The long-anticipated announcement that traders have been awaiting for weeks has finally been made. Oil prices experienced a significant decline on Friday, following remarks from Iranian foreign minister Abbas Araghchi, who stated that the Strait of Hormuz was “completely open” to commercial traffic. This statement came in the wake of yesterday’s announcement regarding a ceasefire between Israel and Lebanon. West Texas Intermediate futures, the U.S. crude oil benchmark, experienced a decline of nearly 10%, closing at $85.57 a barrel, marking the lowest price in over a month. Brent crude, the global benchmark, experienced a decline of 6%, settling at $92. Energy stocks declined in tandem with falling oil prices on Friday, as the S&P 500 energy sector experienced a 3% drop. Airlines and cruise operators, for whom fuel constitutes a significant cost, ranked highest among the S&P’s best-performing stocks.
On Thursday, Israel and Lebanon reached an agreement for a 10-day ceasefire, which commenced at midnight on Friday. The ongoing conflict in Lebanon has posed a significant obstacle to U.S.-Iran peace negotiations, as Iran has stipulated that further discussions are contingent upon a ceasefire with Hezbollah, the Iranian-supported Lebanese militia and political entity. Until Thursday, Israel had maintained its stance against calls for a truce in Lebanon; President Donald Trump remarked on Truth Social on Friday that “Israel will not be bombing Lebanon any longer.” Investors exhibit optimism that the pause creates an opportunity for either an extension of the U.S.-Iran ceasefire or a resolution to the ongoing conflict. The ongoing conflict in the Middle East has resulted in the most significant oil supply disruption ever recorded, as reported.
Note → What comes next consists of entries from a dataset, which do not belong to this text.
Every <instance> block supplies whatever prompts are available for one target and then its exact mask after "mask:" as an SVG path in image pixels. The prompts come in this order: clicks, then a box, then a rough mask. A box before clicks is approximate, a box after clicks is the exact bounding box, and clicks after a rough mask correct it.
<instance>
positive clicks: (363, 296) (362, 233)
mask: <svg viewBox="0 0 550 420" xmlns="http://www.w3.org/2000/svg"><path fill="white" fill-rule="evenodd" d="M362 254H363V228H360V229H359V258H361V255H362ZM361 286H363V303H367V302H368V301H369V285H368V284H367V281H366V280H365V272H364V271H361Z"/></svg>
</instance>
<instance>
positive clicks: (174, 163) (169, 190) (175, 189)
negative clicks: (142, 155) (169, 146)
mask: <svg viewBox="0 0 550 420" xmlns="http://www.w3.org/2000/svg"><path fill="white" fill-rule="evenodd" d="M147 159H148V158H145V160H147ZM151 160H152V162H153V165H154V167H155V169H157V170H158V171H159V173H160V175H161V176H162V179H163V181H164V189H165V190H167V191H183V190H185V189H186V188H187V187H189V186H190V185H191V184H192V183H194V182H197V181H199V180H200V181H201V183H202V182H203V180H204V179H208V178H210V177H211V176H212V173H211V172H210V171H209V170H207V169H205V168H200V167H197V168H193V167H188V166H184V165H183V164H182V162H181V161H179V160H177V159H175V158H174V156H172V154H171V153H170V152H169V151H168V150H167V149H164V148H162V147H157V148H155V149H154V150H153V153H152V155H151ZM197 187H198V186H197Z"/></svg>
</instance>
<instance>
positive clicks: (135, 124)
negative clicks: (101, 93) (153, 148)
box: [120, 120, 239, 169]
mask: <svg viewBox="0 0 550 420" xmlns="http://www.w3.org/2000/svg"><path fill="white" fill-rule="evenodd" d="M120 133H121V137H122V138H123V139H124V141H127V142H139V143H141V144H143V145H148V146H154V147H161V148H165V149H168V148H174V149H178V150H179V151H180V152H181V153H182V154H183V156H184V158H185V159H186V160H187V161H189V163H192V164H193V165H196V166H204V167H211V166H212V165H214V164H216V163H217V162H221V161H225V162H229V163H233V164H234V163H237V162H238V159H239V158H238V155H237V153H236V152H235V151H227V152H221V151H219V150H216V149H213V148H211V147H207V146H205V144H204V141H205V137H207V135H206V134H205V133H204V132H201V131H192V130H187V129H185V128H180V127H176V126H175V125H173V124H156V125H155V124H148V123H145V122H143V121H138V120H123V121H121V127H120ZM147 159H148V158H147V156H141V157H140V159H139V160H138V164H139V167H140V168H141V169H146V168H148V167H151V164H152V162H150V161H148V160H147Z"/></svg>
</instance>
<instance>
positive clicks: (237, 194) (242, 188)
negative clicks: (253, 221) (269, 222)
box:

Traffic in the Strait of Hormuz, a critical passage for approximately one-fifth of global oil and liquefied natural gas prior to the conflict, diminished significantly last month following Iran’s threats to target vessels associated with U.S. allies and the imposition of tolls on all other maritime traffic. Oil prices surged dramatically following the closure of the strait, increasing by almost 70% from late February to their peak earlier this month. The increase in gas and diesel prices has resulted in consumer inflation reaching its peak since 2024, while consumer sentiment has significantly declined. As the economic risks stemming from the war diminish alongside oil prices, investors have redirected their attention in recent weeks towards the favorable conditions that propelled stocks to unprecedented levels earlier this year. Market participants anticipate robust growth in corporate earnings, bolstered by the recent wave of deregulation from Washington, the stimulative effects of recent tax reductions, and significant investments in artificial intelligence by the technology sector.
The S&P 500 experienced an increase of 1.2% on Friday, achieving a record high for the third consecutive day. Nonetheless, in spite of Friday’s decline, crude oil prices continue to hover approximately 25% above their levels prior to the conflict. Analysts caution that it may require several months for oil production and exports in the Middle East to return to normal levels, contingent upon the sustainability of the ceasefire and the ability of the conflicting parties to reconcile their differing perspectives on peace. The decline in gas pump prices is expected to lag behind the decrease in oil prices for a more extended period.